A Potential MDM2 Inhibitor Formed by Restoring the Native Conformation of the p53 α-Helical Peptide on Gold Nanoparticles.

Many efforts have been made to develop inhibitors of MDM2 as potential drugs for cancer therapy. In this work, we use our previous developed conformational engineering technique to stabilize the binding conformation of the p53 transcription activation domain (TAD) peptide on gold nanoparticles (AuNPs), and create an AuNP-based anti-MDM2 artificial antibody, denoted as anti-MDM2 Goldbody, that specifically binds MDM2. Though the free TAD peptide is unstructured, circular dichroism (CD) spectra confirm that its α-helical conformation in the original p53 protein is restored on the anti-MDM2 Goldbody, and surface plasmon resonance (SPR) experiments confirm that there is strong specific interaction between the anti-MDM2 Goldbody and MDM2, demonstrating the anti-MDM2 Goldbody as a potential inhibitor of MDM2. This work demonstrates that the conformational engineering technique is not limited to the antigen-antibody systems, but can also be applied more widely in other protein-protein interfaces to create increasingly more artificial proteins for various biomedical applications.
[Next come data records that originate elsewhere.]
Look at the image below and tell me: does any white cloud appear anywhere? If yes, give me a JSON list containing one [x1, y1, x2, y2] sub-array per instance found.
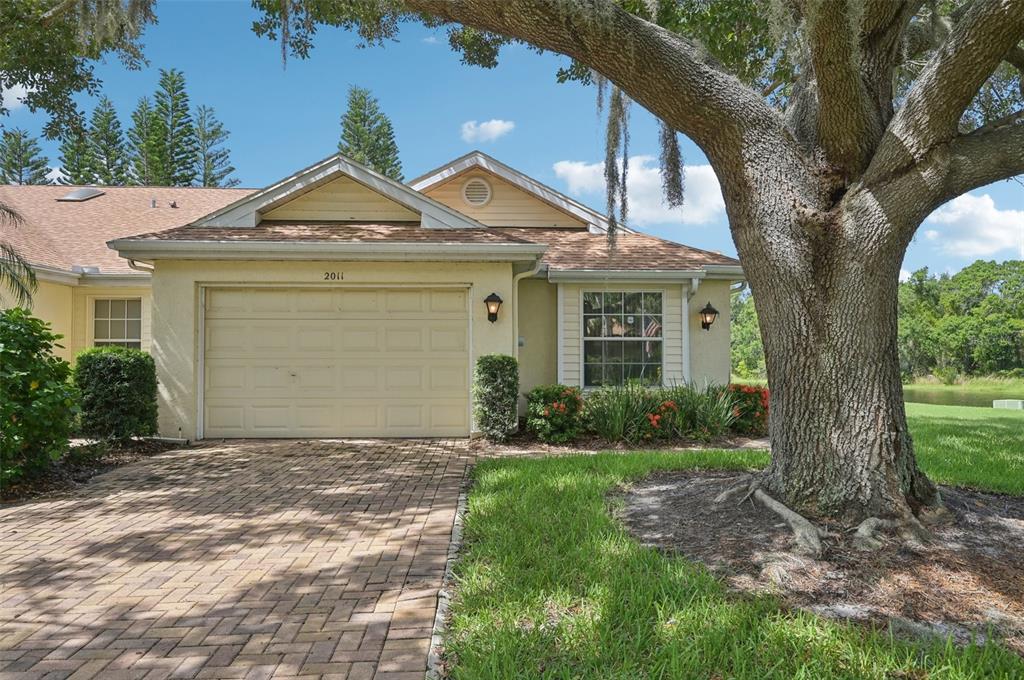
[[925, 194, 1024, 258], [462, 118, 515, 143], [554, 156, 725, 226], [0, 85, 29, 111]]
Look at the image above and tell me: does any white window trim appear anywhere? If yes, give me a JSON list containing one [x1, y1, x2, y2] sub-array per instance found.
[[581, 285, 667, 391], [86, 295, 145, 350]]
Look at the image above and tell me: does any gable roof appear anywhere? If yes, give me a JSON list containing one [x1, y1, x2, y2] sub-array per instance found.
[[409, 151, 632, 231], [0, 184, 253, 275], [191, 154, 485, 228]]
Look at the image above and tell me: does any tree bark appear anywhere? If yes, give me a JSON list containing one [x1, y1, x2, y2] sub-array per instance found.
[[737, 187, 940, 525]]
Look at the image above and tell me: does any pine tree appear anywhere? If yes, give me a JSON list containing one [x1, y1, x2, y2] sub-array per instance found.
[[57, 114, 96, 184], [128, 97, 170, 186], [154, 69, 198, 186], [196, 107, 239, 186], [338, 86, 402, 181], [88, 97, 128, 186], [0, 128, 50, 184]]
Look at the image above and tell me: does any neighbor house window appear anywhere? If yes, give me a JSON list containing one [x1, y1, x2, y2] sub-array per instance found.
[[92, 298, 142, 349], [583, 291, 662, 387]]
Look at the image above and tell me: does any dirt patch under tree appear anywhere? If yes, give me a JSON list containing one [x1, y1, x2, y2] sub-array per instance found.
[[615, 471, 1024, 654]]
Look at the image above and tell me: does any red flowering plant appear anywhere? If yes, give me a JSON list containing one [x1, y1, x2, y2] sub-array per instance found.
[[526, 385, 583, 443], [729, 384, 768, 435]]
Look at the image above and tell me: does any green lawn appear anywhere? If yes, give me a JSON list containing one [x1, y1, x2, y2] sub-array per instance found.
[[906, 403, 1024, 496], [446, 405, 1024, 680]]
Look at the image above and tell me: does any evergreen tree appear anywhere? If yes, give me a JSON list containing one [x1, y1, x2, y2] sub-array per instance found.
[[128, 97, 170, 185], [57, 114, 96, 184], [0, 128, 50, 184], [88, 97, 128, 186], [154, 69, 198, 186], [196, 107, 239, 186], [338, 86, 402, 181]]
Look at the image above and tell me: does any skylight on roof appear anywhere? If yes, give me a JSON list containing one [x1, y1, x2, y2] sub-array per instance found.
[[57, 186, 103, 203]]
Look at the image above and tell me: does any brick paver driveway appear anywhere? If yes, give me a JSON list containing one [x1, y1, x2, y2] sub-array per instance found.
[[0, 441, 469, 680]]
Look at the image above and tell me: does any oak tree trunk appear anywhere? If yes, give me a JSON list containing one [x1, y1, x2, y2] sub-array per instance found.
[[737, 189, 939, 524]]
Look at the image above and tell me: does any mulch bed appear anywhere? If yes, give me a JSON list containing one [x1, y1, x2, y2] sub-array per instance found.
[[0, 439, 181, 503], [615, 471, 1024, 654]]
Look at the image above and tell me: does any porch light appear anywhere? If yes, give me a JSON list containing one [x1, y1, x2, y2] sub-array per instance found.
[[483, 293, 502, 324], [700, 302, 718, 331]]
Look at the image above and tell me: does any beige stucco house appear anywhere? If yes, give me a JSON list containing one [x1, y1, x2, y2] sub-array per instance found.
[[0, 152, 742, 438]]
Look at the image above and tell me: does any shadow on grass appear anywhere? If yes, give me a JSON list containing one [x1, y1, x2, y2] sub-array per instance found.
[[446, 452, 1024, 679]]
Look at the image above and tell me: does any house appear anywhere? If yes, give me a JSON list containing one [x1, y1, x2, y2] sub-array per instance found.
[[3, 152, 742, 438]]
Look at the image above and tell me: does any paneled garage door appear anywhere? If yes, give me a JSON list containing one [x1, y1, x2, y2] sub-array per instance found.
[[204, 288, 469, 437]]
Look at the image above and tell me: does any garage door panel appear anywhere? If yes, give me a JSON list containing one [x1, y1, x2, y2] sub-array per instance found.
[[205, 288, 469, 437]]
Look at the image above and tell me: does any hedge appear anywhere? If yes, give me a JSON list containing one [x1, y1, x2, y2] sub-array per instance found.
[[75, 347, 157, 440]]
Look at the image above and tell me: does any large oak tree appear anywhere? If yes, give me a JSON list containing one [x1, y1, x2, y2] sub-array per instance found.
[[255, 0, 1024, 547]]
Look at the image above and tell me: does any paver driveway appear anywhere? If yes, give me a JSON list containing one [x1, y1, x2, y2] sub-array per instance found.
[[0, 441, 469, 680]]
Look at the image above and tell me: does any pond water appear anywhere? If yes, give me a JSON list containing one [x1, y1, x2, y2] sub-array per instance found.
[[903, 385, 1024, 409]]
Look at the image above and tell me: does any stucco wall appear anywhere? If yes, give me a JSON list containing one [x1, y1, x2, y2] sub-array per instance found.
[[519, 279, 558, 406], [689, 279, 731, 385], [0, 281, 153, 362], [153, 260, 513, 438]]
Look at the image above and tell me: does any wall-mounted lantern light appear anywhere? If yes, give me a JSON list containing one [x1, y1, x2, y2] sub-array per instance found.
[[700, 302, 718, 331], [483, 293, 502, 324]]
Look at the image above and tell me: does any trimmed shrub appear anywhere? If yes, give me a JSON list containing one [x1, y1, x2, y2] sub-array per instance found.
[[526, 385, 583, 443], [729, 384, 768, 435], [75, 347, 157, 440], [0, 308, 78, 484], [473, 354, 519, 441]]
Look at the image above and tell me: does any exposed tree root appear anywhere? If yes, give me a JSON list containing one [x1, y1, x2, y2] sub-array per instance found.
[[754, 488, 828, 557]]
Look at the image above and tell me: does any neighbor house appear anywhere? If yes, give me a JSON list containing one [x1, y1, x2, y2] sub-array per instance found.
[[0, 152, 742, 438]]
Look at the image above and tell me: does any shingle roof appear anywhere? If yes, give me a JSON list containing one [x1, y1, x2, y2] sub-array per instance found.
[[0, 184, 253, 273], [493, 227, 739, 271], [124, 221, 530, 244]]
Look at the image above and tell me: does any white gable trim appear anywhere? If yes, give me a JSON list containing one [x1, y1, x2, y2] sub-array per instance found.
[[191, 154, 486, 229], [409, 151, 632, 232]]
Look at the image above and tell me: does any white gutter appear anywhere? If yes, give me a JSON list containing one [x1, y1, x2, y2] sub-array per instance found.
[[106, 239, 548, 262], [512, 256, 542, 360]]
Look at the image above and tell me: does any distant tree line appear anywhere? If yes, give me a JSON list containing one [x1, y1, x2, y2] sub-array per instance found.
[[0, 69, 239, 186], [732, 260, 1024, 380]]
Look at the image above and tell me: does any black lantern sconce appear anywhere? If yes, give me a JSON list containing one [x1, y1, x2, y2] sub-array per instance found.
[[700, 302, 718, 331], [483, 293, 502, 324]]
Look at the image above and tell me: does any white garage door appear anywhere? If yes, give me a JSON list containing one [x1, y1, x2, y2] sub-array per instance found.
[[204, 288, 469, 437]]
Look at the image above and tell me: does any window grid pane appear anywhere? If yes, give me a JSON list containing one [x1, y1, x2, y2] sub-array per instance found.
[[583, 292, 663, 387], [92, 298, 142, 349]]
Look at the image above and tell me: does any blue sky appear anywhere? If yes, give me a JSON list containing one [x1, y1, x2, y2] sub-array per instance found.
[[2, 0, 1024, 271]]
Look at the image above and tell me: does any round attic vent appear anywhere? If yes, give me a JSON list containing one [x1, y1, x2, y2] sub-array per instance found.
[[462, 177, 490, 208]]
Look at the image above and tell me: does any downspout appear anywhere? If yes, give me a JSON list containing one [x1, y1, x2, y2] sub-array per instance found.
[[512, 255, 542, 360], [683, 277, 700, 383], [125, 257, 155, 273]]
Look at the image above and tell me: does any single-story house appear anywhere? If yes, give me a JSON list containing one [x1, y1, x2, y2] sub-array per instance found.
[[0, 152, 742, 438]]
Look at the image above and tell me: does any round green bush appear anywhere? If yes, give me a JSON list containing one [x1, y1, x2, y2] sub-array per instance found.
[[75, 347, 157, 440], [0, 308, 77, 484], [473, 354, 519, 441]]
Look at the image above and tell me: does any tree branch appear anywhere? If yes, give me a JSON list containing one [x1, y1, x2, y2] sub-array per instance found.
[[805, 0, 882, 176], [864, 0, 1024, 183], [406, 0, 783, 163]]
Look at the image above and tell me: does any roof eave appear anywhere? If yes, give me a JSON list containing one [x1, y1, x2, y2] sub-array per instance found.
[[108, 239, 547, 262]]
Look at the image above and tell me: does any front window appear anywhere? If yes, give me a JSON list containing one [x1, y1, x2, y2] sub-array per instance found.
[[583, 291, 662, 387], [92, 298, 142, 349]]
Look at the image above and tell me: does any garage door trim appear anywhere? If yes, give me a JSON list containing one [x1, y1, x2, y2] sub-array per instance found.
[[196, 282, 474, 440]]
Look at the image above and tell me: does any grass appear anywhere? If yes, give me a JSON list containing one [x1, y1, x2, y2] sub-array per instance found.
[[906, 403, 1024, 496], [446, 405, 1024, 680]]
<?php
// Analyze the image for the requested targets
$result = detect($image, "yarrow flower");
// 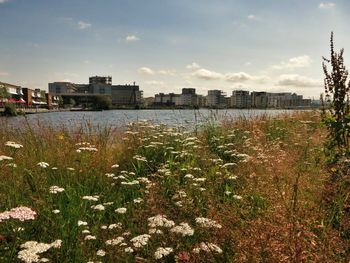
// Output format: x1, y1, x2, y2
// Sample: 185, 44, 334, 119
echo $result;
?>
196, 217, 222, 228
193, 242, 222, 254
115, 207, 126, 214
154, 247, 173, 259
17, 239, 62, 263
170, 223, 194, 237
0, 155, 13, 162
37, 162, 50, 168
82, 195, 100, 201
0, 206, 36, 222
148, 215, 175, 228
50, 185, 64, 194
5, 141, 23, 149
91, 204, 105, 211
130, 234, 151, 248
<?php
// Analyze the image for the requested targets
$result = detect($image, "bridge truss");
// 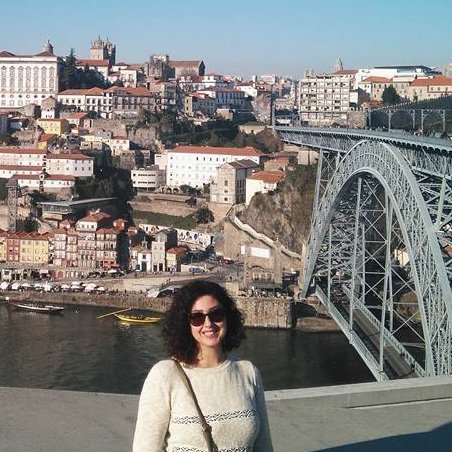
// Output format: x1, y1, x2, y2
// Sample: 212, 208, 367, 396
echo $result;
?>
276, 127, 452, 381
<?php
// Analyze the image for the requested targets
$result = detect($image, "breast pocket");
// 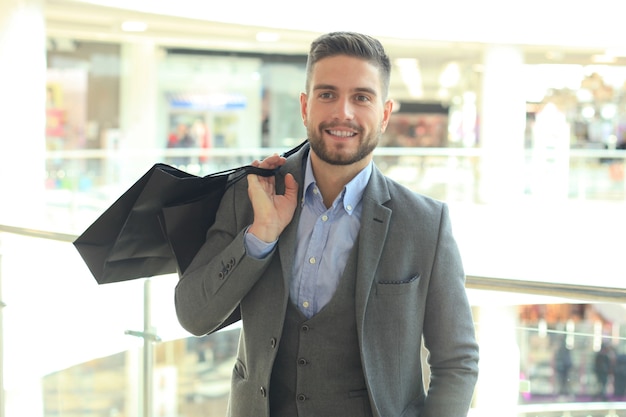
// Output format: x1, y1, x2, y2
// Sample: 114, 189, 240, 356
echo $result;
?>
376, 275, 420, 295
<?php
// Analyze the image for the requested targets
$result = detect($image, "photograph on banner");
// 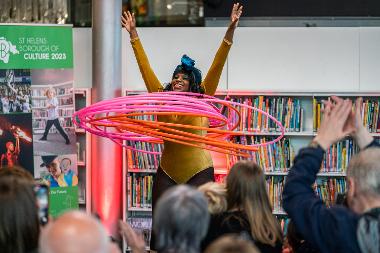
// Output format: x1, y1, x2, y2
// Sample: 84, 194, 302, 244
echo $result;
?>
0, 69, 31, 113
0, 113, 34, 174
31, 69, 76, 156
34, 154, 78, 188
34, 154, 79, 217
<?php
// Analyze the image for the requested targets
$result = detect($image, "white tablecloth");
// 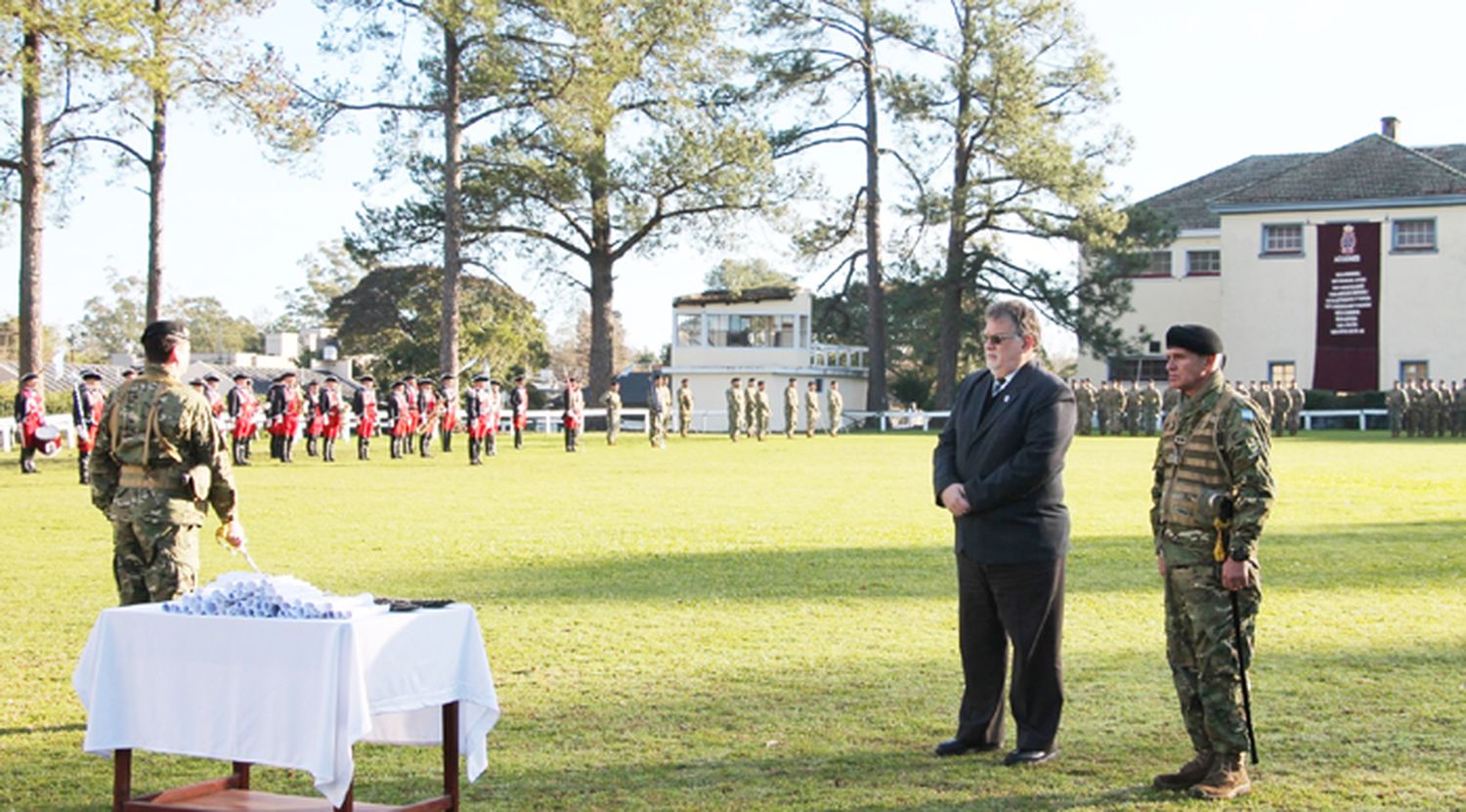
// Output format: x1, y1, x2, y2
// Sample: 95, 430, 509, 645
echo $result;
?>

PEGylation of Goldbody: PEG-aided conformational engineering of peptides on gold nanoparticles.

It is still a great challenge to engineer flexible non-functional molecules into special conformations to carry out novel functions. Previously, we successfully restored the native conformations and functions of the flexible complementary-determining regions (CDRs) of antibodies on the surface of gold nanoparticles (AuNPs), and created a class of AuNP-based artificial antibodies, denoted as Goldbodies. Yet, in these Goldbodies, there are dozens of CDRs on one Goldbody. Herein, we show that the number of CDRs per Goldbody could be reduced by more than one order of magnitude, by replacing the majority of the CDRs with polyethylene glycol (PEG) with a molecular weight around 600 Da, while the native conformations and functions of the CDRs could still be restored on AuNPs. Also, we find that the PEG with two terminal -SH groups is much better than the PEG with a single -SH group for aiding the restoration of the native conformation of the CDRs on AuNPs. To demonstrate the potential generic applicability of the PEGylation in aiding conformational engineering of peptides, two PEGylated Goldbodies have been created, which can specifically recognize lysozyme and epidermal growth factor receptor, respectively. The PEGylated Goldbodies further prove the mechanism of conformational engineering and the "Confined Lowest Energy Fragments" (CLEFs) hypothesis, and pave the way for future applications of Goldbodies.